How to extract formatting information of word docu

2019-07-14 14:43发布

问题:

I am using Apache POI for extracting formatting information from MS word files.

I want to extract information like whether paragraph is having bullet, background color, forecolor, alignment, etc.

There is not much documentation or tutorials available for this.

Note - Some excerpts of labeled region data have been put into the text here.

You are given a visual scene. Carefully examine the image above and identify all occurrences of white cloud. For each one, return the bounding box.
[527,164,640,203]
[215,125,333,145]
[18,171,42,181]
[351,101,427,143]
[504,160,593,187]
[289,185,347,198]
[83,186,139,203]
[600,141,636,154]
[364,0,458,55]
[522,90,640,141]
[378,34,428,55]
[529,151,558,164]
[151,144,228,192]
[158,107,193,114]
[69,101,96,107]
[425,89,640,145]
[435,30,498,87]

Javadoc also does not contain much helpful information.

Where can I get tutorials/good documentation which can help me in learning Apache POI API??

回答1:

For HWPF (.doc), the classes you probably want are:

  • http://poi.apache.org/apidocs/org/apache/poi/hwpf/usermodel/ParagraphProperties.html
  • http://poi.apache.org/apidocs/org/apache/poi/hwpf/usermodel/CharacterProperties.html
  • http://poi.apache.org/apidocs/org/apache/poi/hwpf/model/StyleDescription.html

Depending on the exact property you want, it may be on the paragraph or the character properties.

The best example I can think of for reading a word document with HWPF and getting text, checking styles and formatting etc is WordExtractor from Apache Tika: https://svn.apache.org/repos/asf/tika/trunk/tika-parsers/src/main/java/org/apache/tika/parser/microsoft/WordExtractor.java

(XWPF for .docx is similar)